Variability of particle configurations achievable by 2-nozzle flame syntheses of the Au-Pd-TiO2 system and their catalytic behaviors in the selective hydrogenation of acetylene

Catalysts with Au and Pd supported on TiO2 (Au:Pd 1:1 wt/wt%) were prepared by 1- and 2-nozzle flame spray pyrolysis (FSP). The 2-nozzle configuration allowed to synthesize various particle configurations by separate or co-feeding of the metal precursor solutions to the two nozzles. For the Au-Pd/TiO2 system, four different catalyst particle configurations were investigated: TiO2 + AuPd, Pd/TiO2 +Au, Au/TiO2 + Pd, and Pd/TiO2 + Au/TiO2, where + separates the corresponding precursor solutions fed to the two nozzles.

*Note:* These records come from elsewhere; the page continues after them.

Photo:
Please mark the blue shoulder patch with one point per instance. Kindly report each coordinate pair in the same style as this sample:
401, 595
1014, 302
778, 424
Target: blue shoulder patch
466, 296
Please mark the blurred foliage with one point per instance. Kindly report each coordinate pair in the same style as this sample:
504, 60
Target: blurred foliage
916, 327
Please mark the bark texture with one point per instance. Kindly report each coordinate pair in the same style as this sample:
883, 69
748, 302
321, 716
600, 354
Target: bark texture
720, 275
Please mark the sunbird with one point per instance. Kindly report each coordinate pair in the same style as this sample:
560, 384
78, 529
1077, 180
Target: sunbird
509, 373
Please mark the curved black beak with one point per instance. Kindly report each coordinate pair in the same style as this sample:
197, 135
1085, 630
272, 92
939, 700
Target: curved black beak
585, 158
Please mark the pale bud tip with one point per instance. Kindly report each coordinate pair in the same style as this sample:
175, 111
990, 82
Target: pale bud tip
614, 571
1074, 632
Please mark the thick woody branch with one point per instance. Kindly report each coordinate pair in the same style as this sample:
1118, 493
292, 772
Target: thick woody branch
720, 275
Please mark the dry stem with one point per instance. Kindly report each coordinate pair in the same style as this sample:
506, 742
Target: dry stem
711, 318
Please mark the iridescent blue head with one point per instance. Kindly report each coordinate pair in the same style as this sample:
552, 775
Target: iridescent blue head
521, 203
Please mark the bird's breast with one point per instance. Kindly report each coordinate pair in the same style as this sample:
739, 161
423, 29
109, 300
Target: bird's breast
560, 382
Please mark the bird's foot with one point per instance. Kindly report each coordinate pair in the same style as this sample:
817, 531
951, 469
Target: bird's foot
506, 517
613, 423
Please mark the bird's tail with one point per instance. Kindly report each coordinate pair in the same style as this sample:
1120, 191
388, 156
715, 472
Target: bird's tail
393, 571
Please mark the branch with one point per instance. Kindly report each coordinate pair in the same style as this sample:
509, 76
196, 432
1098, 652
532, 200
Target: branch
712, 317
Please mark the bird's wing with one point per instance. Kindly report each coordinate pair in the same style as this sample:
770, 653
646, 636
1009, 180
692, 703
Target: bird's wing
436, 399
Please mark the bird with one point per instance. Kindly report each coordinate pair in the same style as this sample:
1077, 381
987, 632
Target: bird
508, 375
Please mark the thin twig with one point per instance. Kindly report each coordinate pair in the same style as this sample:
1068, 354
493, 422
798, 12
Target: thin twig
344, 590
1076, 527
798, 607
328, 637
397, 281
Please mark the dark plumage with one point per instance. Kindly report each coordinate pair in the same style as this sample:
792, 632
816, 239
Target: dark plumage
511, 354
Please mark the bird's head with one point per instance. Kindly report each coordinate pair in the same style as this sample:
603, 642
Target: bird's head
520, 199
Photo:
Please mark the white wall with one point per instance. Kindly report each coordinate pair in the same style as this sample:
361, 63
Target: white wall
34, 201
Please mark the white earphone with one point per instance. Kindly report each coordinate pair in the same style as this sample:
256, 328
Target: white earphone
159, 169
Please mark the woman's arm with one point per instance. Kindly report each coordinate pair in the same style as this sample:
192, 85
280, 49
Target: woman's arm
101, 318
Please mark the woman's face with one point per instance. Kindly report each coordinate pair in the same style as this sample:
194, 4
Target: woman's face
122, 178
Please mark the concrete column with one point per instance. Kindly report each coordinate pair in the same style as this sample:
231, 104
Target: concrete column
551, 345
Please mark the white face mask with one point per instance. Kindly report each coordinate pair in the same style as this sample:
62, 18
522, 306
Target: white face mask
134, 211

There were no significant differences in the specific surface areas and the average TiO2 crystallite sizes of the catalysts (100 m(2)/g and 16-17 nm, respectively) with the exception of Pd/TiO2 +Au/TiO2, which exhibited larger surface area and smaller crystallite size (152 m(2)/g, 12 nm) due to halving of the Ti precursor concentration in each nozzle. As revealed by CO chemisorption, XPS, and STEM-EDX results, the catalyst properties varied largely in terms of bimetallic AuPd particle compositions, the interaction between metal metal and metal-support, and the location of Pd (or AuPd) on the TiO2. Among the catalysts studied, TiO2 + AuPd prepared with the 2-nozzle system exhibited the highest conversion of acetylene (similar to 50%) at 40 degrees C with high selectivity to ethylene ( > 95%). Co-feeding the noble metal precursors together with the Ti precursor afforded less active catalysts due to the formation of Ti-O species partially covering the most active bimetallic AuPd particles. Compared to the commercially available acetylene hydrogenation catalyst and the AuPd/TiO2 prepared by conventional co-impregnation and deposition-precipitation, all the FSP-AuPd/TiO2 catalysts showed superior performances under the reaction conditions used.